The US government has explained why it regards its military strikes against Iran as lawful. It says its actions amount to self-defence — both in protecting itself and in collective self-defence of Israel.
In a detailed statement released on Tuesday, Reed Rubinstein, legal adviser to the US state department, responded to critics who had claimed that US military operations were inconsistent with the United Nations charter.
He wrote:
In truth, the United States is acting well within the recognised contours of international law relating to the use of force and self-defence. This legal assessment is grounded in facts demonstrating Iran’s malign aggression over decades, particularly in Iran’s escalatory attacks against the United States, Israel and others in the region for years, which precipitated an international armed conflict that predated US combat operations on February 28 and that continues to this day.

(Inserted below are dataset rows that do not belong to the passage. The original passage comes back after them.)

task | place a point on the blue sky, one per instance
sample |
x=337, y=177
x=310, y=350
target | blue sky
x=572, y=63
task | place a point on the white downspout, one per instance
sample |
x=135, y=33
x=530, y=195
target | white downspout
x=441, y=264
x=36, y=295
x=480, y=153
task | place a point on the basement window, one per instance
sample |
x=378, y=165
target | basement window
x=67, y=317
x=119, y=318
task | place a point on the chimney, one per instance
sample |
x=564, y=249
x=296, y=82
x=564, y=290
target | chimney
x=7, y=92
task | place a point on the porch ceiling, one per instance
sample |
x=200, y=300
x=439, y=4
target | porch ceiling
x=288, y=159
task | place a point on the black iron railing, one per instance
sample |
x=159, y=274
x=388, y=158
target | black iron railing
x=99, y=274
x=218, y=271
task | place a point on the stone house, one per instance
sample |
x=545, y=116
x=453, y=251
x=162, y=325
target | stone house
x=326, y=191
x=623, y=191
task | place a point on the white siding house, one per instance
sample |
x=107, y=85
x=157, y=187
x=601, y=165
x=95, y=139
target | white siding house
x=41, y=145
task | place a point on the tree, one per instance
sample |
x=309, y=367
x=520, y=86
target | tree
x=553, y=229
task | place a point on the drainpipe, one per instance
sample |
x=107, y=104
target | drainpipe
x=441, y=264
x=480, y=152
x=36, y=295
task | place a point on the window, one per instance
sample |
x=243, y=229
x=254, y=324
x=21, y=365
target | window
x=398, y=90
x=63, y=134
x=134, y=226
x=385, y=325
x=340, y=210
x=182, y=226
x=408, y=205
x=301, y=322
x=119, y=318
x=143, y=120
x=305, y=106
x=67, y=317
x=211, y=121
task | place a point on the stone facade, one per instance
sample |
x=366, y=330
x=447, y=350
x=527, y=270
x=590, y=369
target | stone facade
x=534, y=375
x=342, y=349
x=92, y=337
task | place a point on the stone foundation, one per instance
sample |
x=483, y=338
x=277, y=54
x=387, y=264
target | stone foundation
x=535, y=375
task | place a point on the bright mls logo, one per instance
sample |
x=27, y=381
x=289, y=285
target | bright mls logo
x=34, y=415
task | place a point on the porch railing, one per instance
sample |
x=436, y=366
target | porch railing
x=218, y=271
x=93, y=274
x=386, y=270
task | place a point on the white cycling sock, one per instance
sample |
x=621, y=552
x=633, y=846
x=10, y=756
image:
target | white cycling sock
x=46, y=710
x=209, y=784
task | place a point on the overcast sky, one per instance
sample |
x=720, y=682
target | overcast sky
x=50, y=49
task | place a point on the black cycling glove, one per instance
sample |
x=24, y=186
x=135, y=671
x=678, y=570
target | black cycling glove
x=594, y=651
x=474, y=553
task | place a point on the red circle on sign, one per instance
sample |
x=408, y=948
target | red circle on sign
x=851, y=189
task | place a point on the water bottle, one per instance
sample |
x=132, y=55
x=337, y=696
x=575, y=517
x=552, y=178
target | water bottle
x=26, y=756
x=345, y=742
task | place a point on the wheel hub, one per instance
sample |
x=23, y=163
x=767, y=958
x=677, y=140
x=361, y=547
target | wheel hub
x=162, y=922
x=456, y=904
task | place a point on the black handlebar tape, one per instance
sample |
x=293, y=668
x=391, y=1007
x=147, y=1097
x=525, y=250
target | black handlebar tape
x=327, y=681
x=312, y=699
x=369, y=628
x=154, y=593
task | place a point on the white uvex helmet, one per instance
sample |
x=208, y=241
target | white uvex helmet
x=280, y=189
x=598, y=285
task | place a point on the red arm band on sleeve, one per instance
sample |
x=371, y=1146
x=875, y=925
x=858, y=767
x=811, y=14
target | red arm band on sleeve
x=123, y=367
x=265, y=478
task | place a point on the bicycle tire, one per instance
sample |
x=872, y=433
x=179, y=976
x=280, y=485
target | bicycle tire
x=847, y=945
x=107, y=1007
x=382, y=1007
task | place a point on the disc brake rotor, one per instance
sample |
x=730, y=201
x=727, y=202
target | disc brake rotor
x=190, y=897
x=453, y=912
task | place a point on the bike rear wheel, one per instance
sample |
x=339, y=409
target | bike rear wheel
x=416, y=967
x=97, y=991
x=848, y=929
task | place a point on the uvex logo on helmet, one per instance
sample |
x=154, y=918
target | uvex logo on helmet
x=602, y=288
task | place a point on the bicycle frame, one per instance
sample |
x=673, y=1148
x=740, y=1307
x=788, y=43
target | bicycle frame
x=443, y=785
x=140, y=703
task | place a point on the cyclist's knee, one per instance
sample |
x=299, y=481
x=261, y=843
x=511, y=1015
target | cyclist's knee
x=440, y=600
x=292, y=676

“The operations recommenced in late February were part of an armed conflict with Iran that has been ongoing for years and, at the very least, since June 2025,” Rubinstein wrote. “Under well-established rules of international law, it is reasonable to conclude that this conflict did not end in the interim.”
The legal adviser’s statement deals mainly with the jus ad bellum, the legal justification for US and Israeli strikes on Iran. It is consistent with Israel’s own position, set out shortly after the current round of hostilities began.
“As a matter of international law,” Rubinstein said, “there is no requirement to continually reassess the jus ad bellum principles of necessity and proportionality in the context of an ongoing armed conflict.”
Even if there had been, he added, “those customary international law principles are satisfied here because of the scale and continued nature of the threat posed to the security of the United States and Israel”.
Rubinstein concluded:
The United States has acted well within its international law obligations with respect to its use of force since operations began in late February. Iran, by contrast, has acted as any reasonable observer would have expected — lashing out against its neighbours, targeting Israeli civilians, murdering its own people, unlawfully closing the Strait of Hormuz and wreaking havoc throughout the region.
The regime’s outrageous, albeit predictable, behaviour only further underscores the fundamental necessity, utility, reasonableness, and lawfulness of Operation Epic Fury’s mission and goals.
The legal adviser’s statement came a couple of days after Mike Waltz, the US ambassador to the UN, had outlined his government’s legal position in interviews with the US news networks NBC, ABC and CBS. He was talking there about jus in bello, the law governing the conduct of hostilities, and whether it would now be lawful for the US to bomb bridges and power plans in Iran.
In a response to Waltz’s comments yesterday, three legal academics set out the limits, as they saw them, to what the law of armed conflict would permit.